Беседа незаметно приняла для него столь нелестный оборот, что он уже и сам был не рад, что пришёл сюда. «Насчёт Толстого, это ты, конечно зря, – думал он, окидывая Льва взглядом, полным ненависти, и натужено-неловко улыбаясь: он, как и всякий другой „настоящий“ писатель, не мог терпеть сравнения с другими, да и полагал, что если ему удасться осуществить задуманное, то то его произведение будет значительнее „Войны и мира“ и, уж во всяком случае, не будет ни в чём ему уступать…»
– А у тебя что, машинка есть? – поинтересовался Алексей Петрович.
– Да, – закивал головой Гладышев, тут же вспомнив, что машинки уже нет, что она погибла во время пожара.
– Какая, механическая или электрическая?
– Электрическая.
– Советская?
– Ага. «Ивица», знаешь такую?
– Знаю, – махнул рукой Алексей Петрович. – Дрянь!
– Это почему же? – обиделся Гладышев. – Маленькая, удобная…
– Шумит очень. Работать на ней тяжело. Ты что, сам на ней печатаешь?
– Сам.
– И быстро?
– Достаточно. Тремя пальцами на каждой руке. Правда, не в слепую, но, всё же, лист за двадцать минут – укладываюсь.
– И ты что же, прямо с головы на машинку придумываешь? – вмешался в разговор Лев.
– Да нет, сначала на черновике пишу, в тетрадках.

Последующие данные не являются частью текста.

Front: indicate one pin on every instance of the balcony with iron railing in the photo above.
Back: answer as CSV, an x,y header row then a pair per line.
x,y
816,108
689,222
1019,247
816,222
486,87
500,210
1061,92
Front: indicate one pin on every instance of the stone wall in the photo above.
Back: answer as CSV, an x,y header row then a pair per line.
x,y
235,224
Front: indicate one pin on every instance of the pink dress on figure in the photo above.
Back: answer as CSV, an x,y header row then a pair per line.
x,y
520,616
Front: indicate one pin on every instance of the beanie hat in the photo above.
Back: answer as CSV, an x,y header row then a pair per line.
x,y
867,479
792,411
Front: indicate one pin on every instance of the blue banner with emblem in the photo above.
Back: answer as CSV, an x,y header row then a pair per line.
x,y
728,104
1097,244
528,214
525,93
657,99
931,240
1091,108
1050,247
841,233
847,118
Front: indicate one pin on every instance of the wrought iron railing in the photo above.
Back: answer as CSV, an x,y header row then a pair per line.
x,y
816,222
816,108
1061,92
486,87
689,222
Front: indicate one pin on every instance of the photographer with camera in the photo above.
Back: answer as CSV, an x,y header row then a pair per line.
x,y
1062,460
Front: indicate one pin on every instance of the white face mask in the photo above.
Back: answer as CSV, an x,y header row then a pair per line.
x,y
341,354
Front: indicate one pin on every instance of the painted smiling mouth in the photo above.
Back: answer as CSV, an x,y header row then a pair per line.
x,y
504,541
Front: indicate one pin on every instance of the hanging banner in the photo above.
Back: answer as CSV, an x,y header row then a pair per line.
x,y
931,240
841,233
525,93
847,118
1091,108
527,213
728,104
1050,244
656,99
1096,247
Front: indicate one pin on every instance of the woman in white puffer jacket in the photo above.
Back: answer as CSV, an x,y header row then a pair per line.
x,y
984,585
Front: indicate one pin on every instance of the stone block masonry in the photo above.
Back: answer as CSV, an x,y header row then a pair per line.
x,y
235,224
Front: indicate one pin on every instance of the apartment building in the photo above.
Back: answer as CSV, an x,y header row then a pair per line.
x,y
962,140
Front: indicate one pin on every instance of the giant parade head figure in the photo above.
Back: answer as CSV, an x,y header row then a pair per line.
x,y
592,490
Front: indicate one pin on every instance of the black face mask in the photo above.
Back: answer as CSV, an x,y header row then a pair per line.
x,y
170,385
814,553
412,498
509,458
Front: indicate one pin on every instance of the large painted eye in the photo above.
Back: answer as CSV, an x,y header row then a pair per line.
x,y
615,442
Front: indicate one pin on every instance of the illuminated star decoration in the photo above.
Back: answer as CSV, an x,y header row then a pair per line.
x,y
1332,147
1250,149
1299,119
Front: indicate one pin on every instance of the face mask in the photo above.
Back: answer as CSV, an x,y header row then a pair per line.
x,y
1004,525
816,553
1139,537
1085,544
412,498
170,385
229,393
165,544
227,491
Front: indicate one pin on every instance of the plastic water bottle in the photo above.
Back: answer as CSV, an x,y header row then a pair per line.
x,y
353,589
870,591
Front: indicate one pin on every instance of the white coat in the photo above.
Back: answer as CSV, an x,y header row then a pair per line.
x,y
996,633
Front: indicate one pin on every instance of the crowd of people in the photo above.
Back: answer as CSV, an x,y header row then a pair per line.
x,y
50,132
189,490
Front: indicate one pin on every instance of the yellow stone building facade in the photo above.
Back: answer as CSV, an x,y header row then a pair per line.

– У-у-у, это долго, – покачал головой Алексей Петрович. – Сначала нацарапай, а потом перепечатай. Вон, я как-то статью читал про Маркеса, бразильского писателя.
– Это не тот, что «Сто лет одиночества» написал? Габриэль Гарсиа Маркес.
– Ага, он самый. Так вот, он книжки свои пишет на компьютере, и в редакцию отсылает на дискете. Там только в издательский комплекс остаётся заложить, и он сразу начинает книги штамповать. Вот это здорово!
– Ну-у, нам до такого лет сто ещё надо жить! – отмахнулся от него Лев. – Давай, лучше, выпьем!
Он потянулся к бутылке, но она уже была пуста.
– Да, если бы у меня был компьютер, то я бы уже столько написал, – мечтательно и наивно произнёс Гладышев. – Знаешь, сколько у меня в голове всяких историй и задумок? На десять томов хватило бы.
Его, однако, уже никто не слушал. Присутствующие заметили, что пить больше нечего, и всё их внимание было приковано теперь только лишь к этой проблеме.
– Пойдёмте в нашу столовую, – предложил, наконец, Лев Васильевич своим гостям. – Там сегодня вино привозили в трёхлитровых банках. Правда, оно мутное, сука, как компот, вот его никто и не берёт. А нам оно как раз будет добавить. Ты посидишь здесь?